In November 2009 the IASB issued IFRS 9 (Financial Instruments), which addresses the classification and measurement of financial assets. Publication of IFRS 9 marks the completion of the first part of a three-part project to completely revise the accounting treatment of financial instruments. The new standard defines two instead of four measurement categories for financial assets, with classification to be based partly on the company’s business model and partly on the characteristics of the contractual cash flows from the respective financial asset. An embedded derivative in a structured product will no longer have to be assessed for possible separate accounting treatment unless the host is a non-financial contract. A hybrid contract that includes a financial host must be classified and measured in its entirety. Application of IFRS 9 is mandatory for annual periods beginning on or after January 1, 2013. It has not yet been endorsed by the European Union. The Bayer Group is currently evaluating the impact that the application of the new standard may have on the presentation of its financial position and results of operations.
IFRIC 17 (Distributions of Non-cash Assets to Owners) was issued in November 2008. The interpretation addresses the recognition and measurement of liabilities related to non-cash dividends. It clarifies when an obligation to distribute a non-cash dividend is to be recognized, that it must be measured at fair value, and that the difference between the dividend paid and the carrying amount of the net assets distributed must be recognized in profit or loss at the distribution date. This interpretation is to be applied prospectively for annual periods beginning on or after July 1, 2009. It will not have a material impact on the presentation of the Group’s financial position or results of operations.
IFRIC 19 (Extinguishing Financial Liabilities with Equity Instruments) was issued in November 2009. The interpretation addresses the accounting treatment in cases where a company settles all or part of a financial liability by issuing equity instruments to the creditor. It is to be applied for annual periods beginning on or after July 1, 2010. Earlier application is permitted. The interpretation has not yet been endorsed by the European Union. Its impact on the presentation of the Group’s financial position and results of operations will depend on the extent to which financial liabilities are settled with equity instruments in the future.
In November 2009 amendments were issued to IFRIC 14 (IAS 19 – The Limit on a Defined Benefit Asset, Minimum Funding Requirements and their Interaction), an interpretation of IAS 19 (Employee Benefits).
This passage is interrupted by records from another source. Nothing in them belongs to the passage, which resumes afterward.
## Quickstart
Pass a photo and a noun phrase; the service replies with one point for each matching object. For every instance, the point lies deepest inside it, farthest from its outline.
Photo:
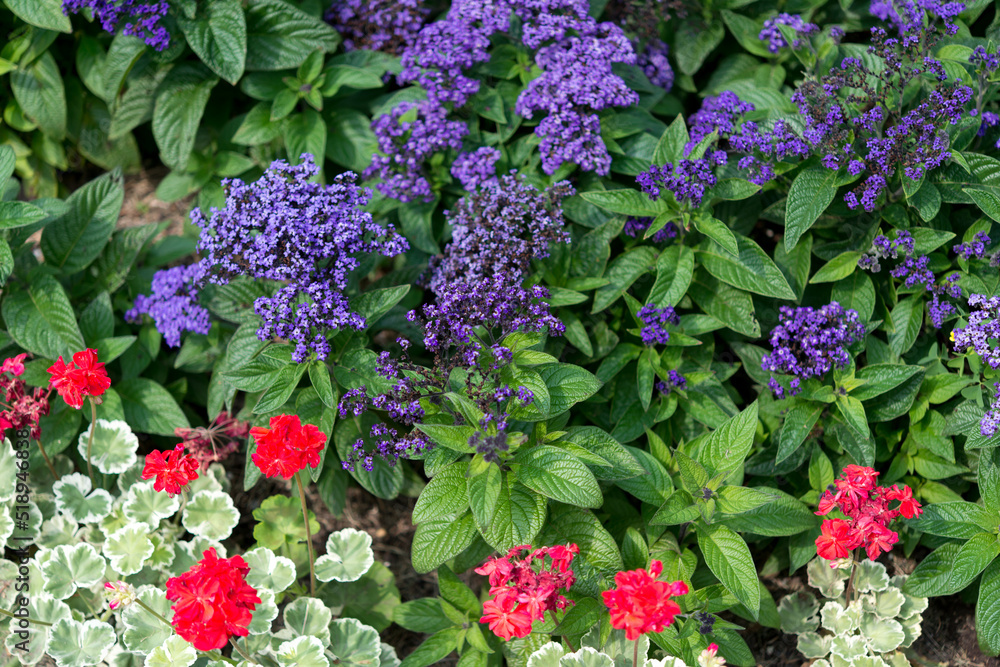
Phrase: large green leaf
(751, 270)
(180, 104)
(218, 34)
(557, 474)
(811, 192)
(149, 408)
(41, 319)
(729, 559)
(75, 239)
(280, 36)
(38, 89)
The amendments apply when a company is subject to minimum pension plan funding requirements. They enable prepayments of the respective contributions to be recognized as an asset. The amendments are to be applied for annual periods beginning on or after January 1, 2011. Earlier application is permitted. They have not yet been endorsed by the European Union. These amendments will not have a material impact on the presentation of the Group’s financial position or results of operations.